AUTHOR CONTRIBUTIONS
Kimia Salmasi: Conceptualization (equal); data curation (equal); formal analysis (equal); investigation (equal); methodology (equal); project administration (equal); resources (equal); validation (equal). Ali Hassanpour: Conceptualization (equal); data curation (equal); formal analysis (equal); funding acquisition (equal); investigation (equal); methodology (equal); project administration (equal); resources (equal); software (equal); supervision (equal); validation (equal); visualization (equal); writing – original draft (equal); writing – review and editing (equal).
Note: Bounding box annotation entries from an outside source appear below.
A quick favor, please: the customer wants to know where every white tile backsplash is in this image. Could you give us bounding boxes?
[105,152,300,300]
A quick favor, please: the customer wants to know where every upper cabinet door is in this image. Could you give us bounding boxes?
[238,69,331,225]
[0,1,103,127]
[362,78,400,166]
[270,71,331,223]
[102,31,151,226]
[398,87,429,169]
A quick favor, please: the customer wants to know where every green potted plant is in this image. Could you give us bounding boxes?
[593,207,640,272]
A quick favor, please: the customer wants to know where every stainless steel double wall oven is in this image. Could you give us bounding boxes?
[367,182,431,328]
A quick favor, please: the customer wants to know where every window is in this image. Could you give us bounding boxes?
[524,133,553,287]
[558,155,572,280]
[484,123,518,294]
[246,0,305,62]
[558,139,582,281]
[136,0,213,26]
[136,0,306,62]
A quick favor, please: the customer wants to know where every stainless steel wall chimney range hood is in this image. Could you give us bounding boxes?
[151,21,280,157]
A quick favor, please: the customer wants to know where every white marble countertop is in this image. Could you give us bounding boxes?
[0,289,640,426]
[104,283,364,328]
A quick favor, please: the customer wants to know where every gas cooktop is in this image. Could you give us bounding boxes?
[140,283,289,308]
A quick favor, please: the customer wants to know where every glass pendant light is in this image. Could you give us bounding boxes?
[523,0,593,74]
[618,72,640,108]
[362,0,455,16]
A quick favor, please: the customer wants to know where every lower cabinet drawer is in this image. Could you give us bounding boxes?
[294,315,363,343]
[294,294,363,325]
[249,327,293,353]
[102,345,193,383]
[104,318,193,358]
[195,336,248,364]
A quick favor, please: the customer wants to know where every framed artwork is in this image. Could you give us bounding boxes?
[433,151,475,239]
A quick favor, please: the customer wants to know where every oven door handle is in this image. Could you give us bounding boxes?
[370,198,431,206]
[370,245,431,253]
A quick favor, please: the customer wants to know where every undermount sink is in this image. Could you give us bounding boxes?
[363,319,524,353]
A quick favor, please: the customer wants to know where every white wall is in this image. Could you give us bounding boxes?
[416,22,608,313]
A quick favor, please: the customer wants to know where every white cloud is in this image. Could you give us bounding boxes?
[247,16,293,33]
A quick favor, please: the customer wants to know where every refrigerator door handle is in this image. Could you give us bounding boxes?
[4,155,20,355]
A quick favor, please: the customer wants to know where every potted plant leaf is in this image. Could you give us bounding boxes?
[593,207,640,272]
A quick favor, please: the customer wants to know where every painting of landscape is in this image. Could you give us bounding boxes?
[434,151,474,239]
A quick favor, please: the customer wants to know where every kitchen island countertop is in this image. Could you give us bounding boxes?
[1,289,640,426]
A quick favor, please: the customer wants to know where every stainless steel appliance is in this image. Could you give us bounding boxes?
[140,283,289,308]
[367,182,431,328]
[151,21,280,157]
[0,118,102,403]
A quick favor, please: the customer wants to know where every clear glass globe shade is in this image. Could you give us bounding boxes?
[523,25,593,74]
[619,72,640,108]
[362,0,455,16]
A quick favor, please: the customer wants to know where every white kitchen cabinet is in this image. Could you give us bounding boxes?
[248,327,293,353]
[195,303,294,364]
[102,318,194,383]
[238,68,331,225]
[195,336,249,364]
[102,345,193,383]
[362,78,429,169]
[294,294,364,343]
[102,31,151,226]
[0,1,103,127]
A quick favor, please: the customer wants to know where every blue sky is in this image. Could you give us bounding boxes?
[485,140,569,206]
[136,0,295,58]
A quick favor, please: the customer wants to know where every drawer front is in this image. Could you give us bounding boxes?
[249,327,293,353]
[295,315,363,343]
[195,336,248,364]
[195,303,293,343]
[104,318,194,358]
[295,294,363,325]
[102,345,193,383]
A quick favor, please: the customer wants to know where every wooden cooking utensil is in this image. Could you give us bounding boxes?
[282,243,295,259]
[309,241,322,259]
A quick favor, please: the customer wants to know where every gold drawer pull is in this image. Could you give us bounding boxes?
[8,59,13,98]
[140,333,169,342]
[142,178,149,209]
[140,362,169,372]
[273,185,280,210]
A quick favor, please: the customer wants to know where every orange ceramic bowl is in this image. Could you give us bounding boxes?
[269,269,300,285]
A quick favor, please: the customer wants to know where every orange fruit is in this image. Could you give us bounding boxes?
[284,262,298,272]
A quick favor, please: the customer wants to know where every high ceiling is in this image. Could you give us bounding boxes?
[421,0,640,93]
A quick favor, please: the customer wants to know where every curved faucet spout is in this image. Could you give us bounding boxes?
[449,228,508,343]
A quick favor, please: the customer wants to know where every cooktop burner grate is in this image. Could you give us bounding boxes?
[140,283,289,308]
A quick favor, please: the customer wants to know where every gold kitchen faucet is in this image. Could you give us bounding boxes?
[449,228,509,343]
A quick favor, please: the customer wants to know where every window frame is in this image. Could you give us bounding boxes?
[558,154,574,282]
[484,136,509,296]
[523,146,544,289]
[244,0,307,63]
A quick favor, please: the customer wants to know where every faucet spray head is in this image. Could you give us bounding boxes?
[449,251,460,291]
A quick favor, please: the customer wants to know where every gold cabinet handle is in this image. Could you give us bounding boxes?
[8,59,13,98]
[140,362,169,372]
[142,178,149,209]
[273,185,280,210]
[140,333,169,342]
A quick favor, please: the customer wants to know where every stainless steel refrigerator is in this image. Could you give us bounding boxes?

Bahram Amouoghli Tabrizi: Conceptualization (equal); data curation (equal); formal analysis (equal); investigation (equal); methodology (equal). Sina Moghaddam: Conceptualization (equal); data curation (equal); formal analysis (equal); investigation (equal); methodology (equal); project administration (equal); resources (equal); software (equal); supervision (equal); validation (equal); visualization (equal); writing – original draft (equal); writing – review and editing (equal).
ACKNOWLEDGMENTS
The authors would like to thank Tabriz Medical Sciences Branch, Islamic Azad University for the support of this research, which is based on a research project contract.
FUNDING INFORMATION
Not applicable.
CONFLICT OF INTEREST STATEMENT
The authors report no conflict of interest.
ETHICS STATEMENT
The protocol of this study was developed according to the ethical principles approved by the international committees for the protection of the rights of laboratory animals (Code: IR.IAU.TABRIZ.REC.1400.120).
Open Research
DATA AVAILABILITY STATEMENT
All the data supporting the findings of this study are included in the article.